Within the commercial services industry, there is a division between the ICT / data driven services on one hand and the ‘normal’ transport & distribution and commercial services on the other hand.
Since a few years, The Netherlands is rapidly building upon a reputation as a stronghold for data hosting facilities, due to the excellent data infrastructure and the well-educated, multilingual population.
Large data centers are emerging everywhere within the country and the demand for (private) cloud services is still rising rapidly. This development will continue in 2014 and could be a driver for high-tech jobs in The Netherlands.
This favourable trend has probably a lot to do with the ever-growing curiosity of the American government and intelligence services concerning the data collection of about any company and person in the world.
Many companies feel probably, that when they store their data in The Netherlands (i.e. outside the US), it might be safer for the watchful eye of American government officials (which I really doubt, by the way).
Good examples of this development are the ‘gargantuous’ €2 billion datacenter that Microsoft is developing in the small Dutch town of Middenmeer and the various datacenters that have been recently developed in Almere.
Data is hot in The Netherlands.
I am less optimistic about the normal commercial services and especially transport and distribution. These services will still suffer a lot from the diminished domestic consumption and exports and I have little reason to think that this will change dramatically in 2014.
The European Union and the Euro-zone
The euro-zone of 2014 will be just like the euro-zone has been in previous years: two steps forward and one step back. The European Banking Union was a sensible step, but it has not become what it should have been yet.

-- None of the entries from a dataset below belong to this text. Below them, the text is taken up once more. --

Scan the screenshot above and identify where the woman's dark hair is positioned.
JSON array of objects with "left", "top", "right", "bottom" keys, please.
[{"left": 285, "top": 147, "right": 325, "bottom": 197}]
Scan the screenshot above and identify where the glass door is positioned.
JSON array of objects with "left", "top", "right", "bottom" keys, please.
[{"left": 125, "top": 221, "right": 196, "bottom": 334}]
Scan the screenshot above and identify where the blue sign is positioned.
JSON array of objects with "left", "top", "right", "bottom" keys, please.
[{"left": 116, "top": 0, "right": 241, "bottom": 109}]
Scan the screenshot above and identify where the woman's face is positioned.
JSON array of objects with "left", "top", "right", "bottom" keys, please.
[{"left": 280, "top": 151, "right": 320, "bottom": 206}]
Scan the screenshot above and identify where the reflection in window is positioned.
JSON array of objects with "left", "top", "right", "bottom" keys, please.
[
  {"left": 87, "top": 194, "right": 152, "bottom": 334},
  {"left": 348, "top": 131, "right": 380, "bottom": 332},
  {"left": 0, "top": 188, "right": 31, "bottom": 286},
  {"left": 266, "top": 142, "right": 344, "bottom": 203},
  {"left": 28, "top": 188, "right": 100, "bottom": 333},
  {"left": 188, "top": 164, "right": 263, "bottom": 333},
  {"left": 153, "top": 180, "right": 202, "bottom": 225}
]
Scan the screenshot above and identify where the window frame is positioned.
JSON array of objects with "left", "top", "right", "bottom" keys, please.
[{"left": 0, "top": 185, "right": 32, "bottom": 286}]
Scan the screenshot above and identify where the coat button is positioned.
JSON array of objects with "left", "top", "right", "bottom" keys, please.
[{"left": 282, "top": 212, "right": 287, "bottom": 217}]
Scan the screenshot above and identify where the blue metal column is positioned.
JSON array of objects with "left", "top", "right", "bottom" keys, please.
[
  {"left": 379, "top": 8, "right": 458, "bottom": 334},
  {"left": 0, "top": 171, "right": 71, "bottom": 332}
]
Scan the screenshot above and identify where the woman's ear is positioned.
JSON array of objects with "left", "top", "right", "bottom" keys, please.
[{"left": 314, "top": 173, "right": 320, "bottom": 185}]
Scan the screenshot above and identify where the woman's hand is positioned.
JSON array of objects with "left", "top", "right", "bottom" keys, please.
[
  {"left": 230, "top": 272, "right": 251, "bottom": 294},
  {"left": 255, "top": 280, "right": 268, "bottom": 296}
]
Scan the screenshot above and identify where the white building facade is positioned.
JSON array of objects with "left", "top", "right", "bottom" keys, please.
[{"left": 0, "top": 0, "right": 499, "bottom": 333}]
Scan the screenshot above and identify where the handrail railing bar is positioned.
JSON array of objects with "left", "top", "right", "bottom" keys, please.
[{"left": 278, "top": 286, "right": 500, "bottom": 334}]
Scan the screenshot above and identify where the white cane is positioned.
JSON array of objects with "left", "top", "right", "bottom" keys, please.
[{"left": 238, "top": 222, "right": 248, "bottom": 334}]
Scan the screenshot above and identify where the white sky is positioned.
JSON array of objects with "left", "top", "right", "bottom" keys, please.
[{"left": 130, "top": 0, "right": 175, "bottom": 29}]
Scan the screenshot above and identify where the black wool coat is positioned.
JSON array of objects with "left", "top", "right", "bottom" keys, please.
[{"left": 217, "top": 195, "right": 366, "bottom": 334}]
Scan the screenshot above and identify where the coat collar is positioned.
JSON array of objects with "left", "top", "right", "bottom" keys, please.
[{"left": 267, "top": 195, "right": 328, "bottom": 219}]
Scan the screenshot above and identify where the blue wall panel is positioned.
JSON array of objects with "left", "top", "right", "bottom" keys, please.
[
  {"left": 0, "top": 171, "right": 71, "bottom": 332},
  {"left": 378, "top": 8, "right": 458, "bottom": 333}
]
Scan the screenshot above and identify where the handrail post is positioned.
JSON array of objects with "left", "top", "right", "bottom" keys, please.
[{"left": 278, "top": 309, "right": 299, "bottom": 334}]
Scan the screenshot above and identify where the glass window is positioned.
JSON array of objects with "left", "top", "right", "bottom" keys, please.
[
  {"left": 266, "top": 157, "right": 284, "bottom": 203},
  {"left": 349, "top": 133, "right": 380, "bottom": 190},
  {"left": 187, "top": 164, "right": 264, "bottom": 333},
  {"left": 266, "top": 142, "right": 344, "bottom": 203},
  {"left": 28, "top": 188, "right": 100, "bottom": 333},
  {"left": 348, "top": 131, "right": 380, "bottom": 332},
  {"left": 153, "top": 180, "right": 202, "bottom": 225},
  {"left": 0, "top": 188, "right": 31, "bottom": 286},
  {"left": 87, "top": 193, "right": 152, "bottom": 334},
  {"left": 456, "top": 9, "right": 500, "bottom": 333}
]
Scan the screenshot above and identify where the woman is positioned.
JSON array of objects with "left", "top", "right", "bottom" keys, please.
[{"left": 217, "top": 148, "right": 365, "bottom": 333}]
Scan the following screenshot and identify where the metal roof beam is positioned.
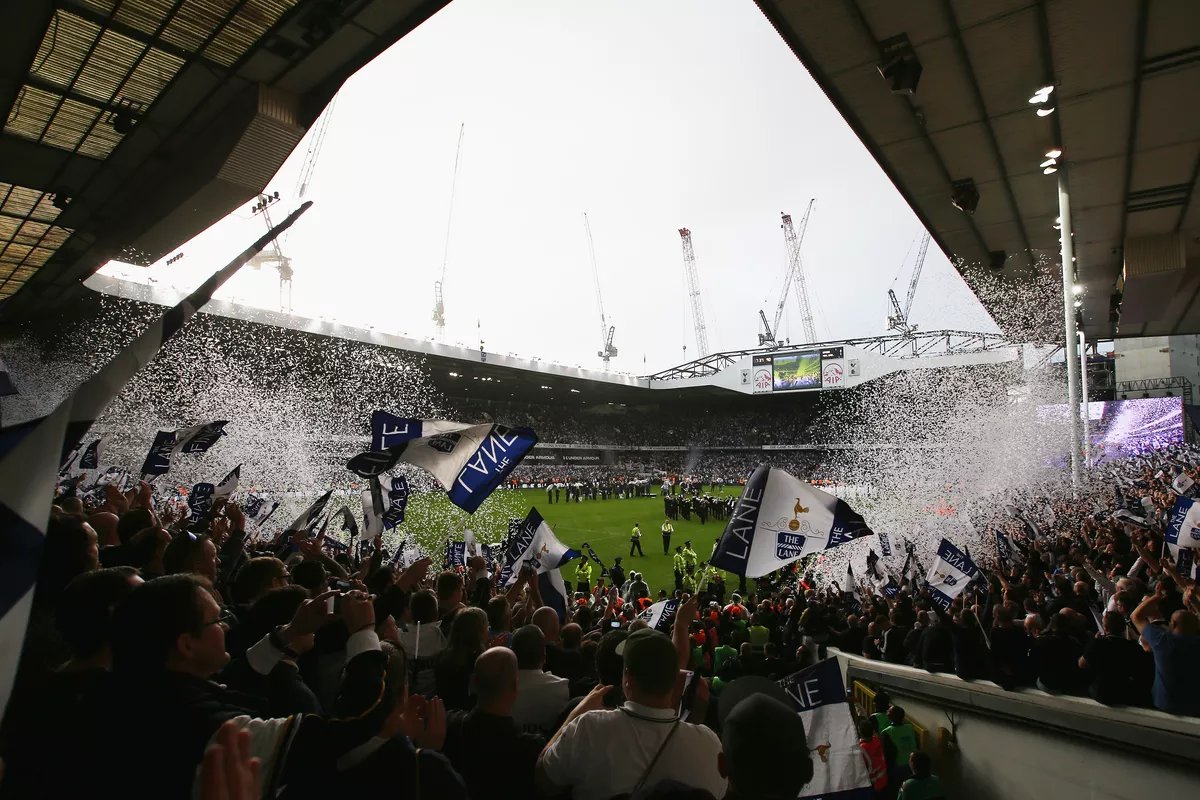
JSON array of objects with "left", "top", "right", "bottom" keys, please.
[{"left": 938, "top": 0, "right": 1035, "bottom": 268}]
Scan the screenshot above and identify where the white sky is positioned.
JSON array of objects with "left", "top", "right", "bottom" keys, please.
[{"left": 101, "top": 0, "right": 997, "bottom": 373}]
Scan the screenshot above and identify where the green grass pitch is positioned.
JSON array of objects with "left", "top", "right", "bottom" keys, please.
[{"left": 394, "top": 486, "right": 746, "bottom": 594}]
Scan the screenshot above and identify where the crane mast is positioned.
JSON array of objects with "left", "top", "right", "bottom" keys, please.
[
  {"left": 780, "top": 205, "right": 818, "bottom": 345},
  {"left": 678, "top": 228, "right": 710, "bottom": 357},
  {"left": 583, "top": 213, "right": 618, "bottom": 368},
  {"left": 887, "top": 230, "right": 931, "bottom": 336},
  {"left": 433, "top": 123, "right": 465, "bottom": 342}
]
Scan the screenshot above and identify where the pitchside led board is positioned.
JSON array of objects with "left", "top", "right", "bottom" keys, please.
[{"left": 752, "top": 347, "right": 847, "bottom": 393}]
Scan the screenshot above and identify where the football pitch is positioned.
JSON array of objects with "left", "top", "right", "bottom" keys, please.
[
  {"left": 376, "top": 485, "right": 747, "bottom": 594},
  {"left": 497, "top": 487, "right": 744, "bottom": 592}
]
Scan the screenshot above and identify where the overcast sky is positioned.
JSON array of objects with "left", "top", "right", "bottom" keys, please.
[{"left": 101, "top": 0, "right": 996, "bottom": 373}]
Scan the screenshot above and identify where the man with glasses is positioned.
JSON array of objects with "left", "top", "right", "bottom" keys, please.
[{"left": 97, "top": 573, "right": 389, "bottom": 798}]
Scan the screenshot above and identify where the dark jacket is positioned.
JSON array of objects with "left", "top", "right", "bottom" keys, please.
[
  {"left": 94, "top": 645, "right": 389, "bottom": 798},
  {"left": 444, "top": 709, "right": 543, "bottom": 800}
]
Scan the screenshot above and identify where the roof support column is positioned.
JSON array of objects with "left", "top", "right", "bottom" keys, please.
[{"left": 1058, "top": 165, "right": 1083, "bottom": 488}]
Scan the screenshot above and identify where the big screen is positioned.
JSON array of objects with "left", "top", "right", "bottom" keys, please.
[
  {"left": 772, "top": 352, "right": 822, "bottom": 391},
  {"left": 1036, "top": 396, "right": 1184, "bottom": 462}
]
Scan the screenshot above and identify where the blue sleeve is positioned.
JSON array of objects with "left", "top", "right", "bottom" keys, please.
[{"left": 1141, "top": 622, "right": 1167, "bottom": 650}]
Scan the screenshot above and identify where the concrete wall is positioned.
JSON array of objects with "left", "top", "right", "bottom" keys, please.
[
  {"left": 835, "top": 653, "right": 1200, "bottom": 800},
  {"left": 1114, "top": 334, "right": 1200, "bottom": 394}
]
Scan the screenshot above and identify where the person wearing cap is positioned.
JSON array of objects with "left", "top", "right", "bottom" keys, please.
[
  {"left": 716, "top": 676, "right": 813, "bottom": 800},
  {"left": 535, "top": 628, "right": 726, "bottom": 800}
]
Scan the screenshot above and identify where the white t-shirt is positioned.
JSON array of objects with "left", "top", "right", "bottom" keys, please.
[
  {"left": 398, "top": 622, "right": 446, "bottom": 696},
  {"left": 539, "top": 701, "right": 726, "bottom": 800},
  {"left": 511, "top": 668, "right": 570, "bottom": 735}
]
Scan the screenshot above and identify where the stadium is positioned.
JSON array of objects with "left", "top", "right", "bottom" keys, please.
[{"left": 1, "top": 3, "right": 1199, "bottom": 800}]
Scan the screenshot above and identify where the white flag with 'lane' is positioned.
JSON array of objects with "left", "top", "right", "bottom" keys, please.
[{"left": 711, "top": 465, "right": 873, "bottom": 578}]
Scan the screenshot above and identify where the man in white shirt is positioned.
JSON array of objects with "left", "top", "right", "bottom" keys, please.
[
  {"left": 535, "top": 628, "right": 726, "bottom": 800},
  {"left": 510, "top": 624, "right": 570, "bottom": 736}
]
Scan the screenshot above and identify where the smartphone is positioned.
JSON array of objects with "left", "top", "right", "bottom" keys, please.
[
  {"left": 326, "top": 592, "right": 342, "bottom": 614},
  {"left": 609, "top": 620, "right": 622, "bottom": 630}
]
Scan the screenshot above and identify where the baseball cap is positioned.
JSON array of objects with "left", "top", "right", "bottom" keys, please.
[
  {"left": 719, "top": 678, "right": 812, "bottom": 799},
  {"left": 615, "top": 628, "right": 677, "bottom": 695}
]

While the need for further political, economic and financial integration within the EU stands tall, in my opinion, there is still the growing aversion against the EU among the European population.
Many Europeans want to stop any further integration of the EU and the Euro-zone and the parallel trend of growing xenophobia won’t stop yet in 2014.
Therefore, I called it a blessing in disguise that the integration of the Ukraine with the EU was stopped, although I feel very sorry for the many Ukrainians, who put their money on the EU.
The best what can happen in 2014 is that:
- the EU and the Euro-zone first try to cope in a good way with the Rumanian and Bulgarian workers that are now free to work all over Europe;
- the EU
figures out how the economies of the impoverished and shell-shocked EU countries can be moved into
- This is of imminent importance for the PIIGS (Portugal, Ireland, Italy, Greece and Spain) and the Eastern European countries, but also for the North-Western EU countries and especially France, which need the economic impulse as well.
In other words: instead of thinking about expansion of the EU, the EU should work upon economic and political improvement of the EU in its current form.
That will be a helluva task for the whole EU in 2014, especially as the member-states still behave like 28 frogs in a wheelbarrow and refuse too often to look at the common benefit.
And now, I have finally nothing left than wishing you – my dear readers – the best for 2014: may it be a healthy, loving, prosperous and successful year for you and your loved ones.